We’ve talked a lot about how our characters this season pushed the little box of who they are, and it picked a hole in it even more. My character is always worried about everyone else and caretaking, and this is very similar to my own life. Now she’s finally breaking out of that and going, “You know what? Nobody’s keeping track. I don’t have to.” I always used to say, “No one’s having a meeting with your head shot up on the board, pointing at it with a stick and going, ‘So this is what Paula did or didn’t do today for us.’” You’re free to live your dreams, your life, what you want to do.
I loved the list of different types of women you want to date.
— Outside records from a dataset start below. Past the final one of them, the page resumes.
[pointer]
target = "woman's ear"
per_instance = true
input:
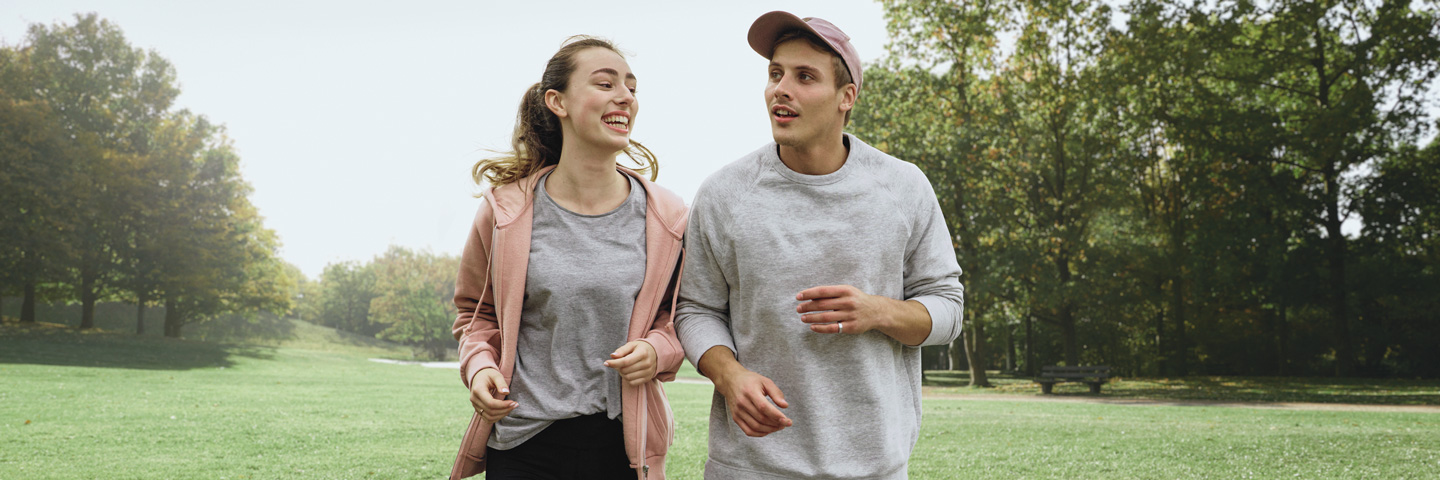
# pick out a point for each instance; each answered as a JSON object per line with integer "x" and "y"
{"x": 555, "y": 101}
Janine wrote a lot of those. They would not show them to me until I was in that scene. So I got a freaking clipboard with Cigar Mommy and Peg Bundy. Just looking at that stuff right when you sit down to do the scene and you’re having to check off these people, it’s a gift that is so up my alley. So up my theater nerd alley, so up my female friendship alley, it’s all these things so that it is a challenge for me to be in it and actually absorb it. That’s a beautiful gift in my life to have something so good that I can’t believe it’s happening.
What was it like to be cast as a lead?
A.P. Bio was my first time I had a regular part on a series and wasn’t just a guest star. My character was very much the comic relief in some things and the crazy relief in some things. It was the first time I ever really significantly felt like a working actor, that I could pay my bills with what I’m doing and I didn’t have to just do it as the side thing and then be hustling, always writing, and pitching. So that was really, really fun. But this one—I think because it is these four women and it’s musical—is so in my pleasure zone of everything I’ve always wanted to do. I came out of the womb harmonizing, doing my alto line. It’s my favorite thing on earth to do.
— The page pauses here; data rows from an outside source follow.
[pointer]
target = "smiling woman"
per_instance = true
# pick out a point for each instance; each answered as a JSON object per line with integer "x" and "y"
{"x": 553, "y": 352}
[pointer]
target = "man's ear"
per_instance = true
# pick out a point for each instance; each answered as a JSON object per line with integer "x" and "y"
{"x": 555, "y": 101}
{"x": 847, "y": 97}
It’s interesting that you’ve gone from such a comedy background to be on stage with Broadway stars. It’s four women who all come from very different paths.
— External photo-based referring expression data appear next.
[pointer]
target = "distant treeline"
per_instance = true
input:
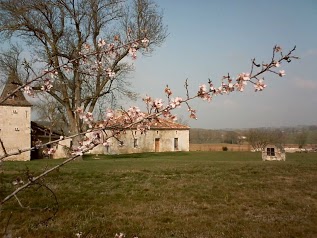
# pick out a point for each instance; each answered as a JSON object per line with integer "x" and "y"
{"x": 300, "y": 135}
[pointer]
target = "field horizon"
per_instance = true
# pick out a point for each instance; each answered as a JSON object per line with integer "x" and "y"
{"x": 180, "y": 194}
I sang with Renée on “Co-Op” [an episode of the IFC series Documentary Now! that spoofed the D.A. Pennebaker documentary about the making of the Company cast album], and that was my first musical. It was incredibly fun and it went too fast. It was like we got to the end and we were such theater nerds, all of us, and some of us were Broadway stars like her, and it was like, “Wait, this is over.” And Richard Kind was like, “Wait, we’re done already? We’re not going on a tour with ‘Co-Op?’” It gave me that little taste of harmonizing and singing with people and learning parts. I’m just a musical theater person through and through.
I’ve learned a lot from Sara [Bareilles] too. She’s just a legit singer-songwriter star. Her songs are just iconic. You’ll just be walking in a place and just hearing her big hits, and the songs she writes for our show are so heart-feeling. That’s what I love about Meredith [Scardino], to create a show that we can have the most ridiculous song. Like last night we sang one of our songs “Dream Girlfriends” and the lyrics are “dream girlfriends, because our dads are dead.”
It’s the darkest, hilarious, hard-comedy, funny lyrics. Then Sara will write things where we gel together in this emotion. We look at each other with tears in our eyes, and it’s real, but also our characters are looking at each other, like “I love you and we’re going to do this.” It’s what the world needs. I love sarcasm in comedy. I love parody. I love all the snarky parts of comedy. I really do. I’ve certainly written plenty of that too. But I always said that at SNL, my favorite characters to write were joyful losers. Bobbi and Marty Culp were always like, “Please put that middle finger down.” Picture this audience at every event they’re doing that’s like, “Fuck you. Go away.” But they love what they’re doing so much, they’re going to just do it with joy, and eventually they’re going to win you over. That’s what I love, because that how I am myself.
This interview has been edited and condensed for clarity.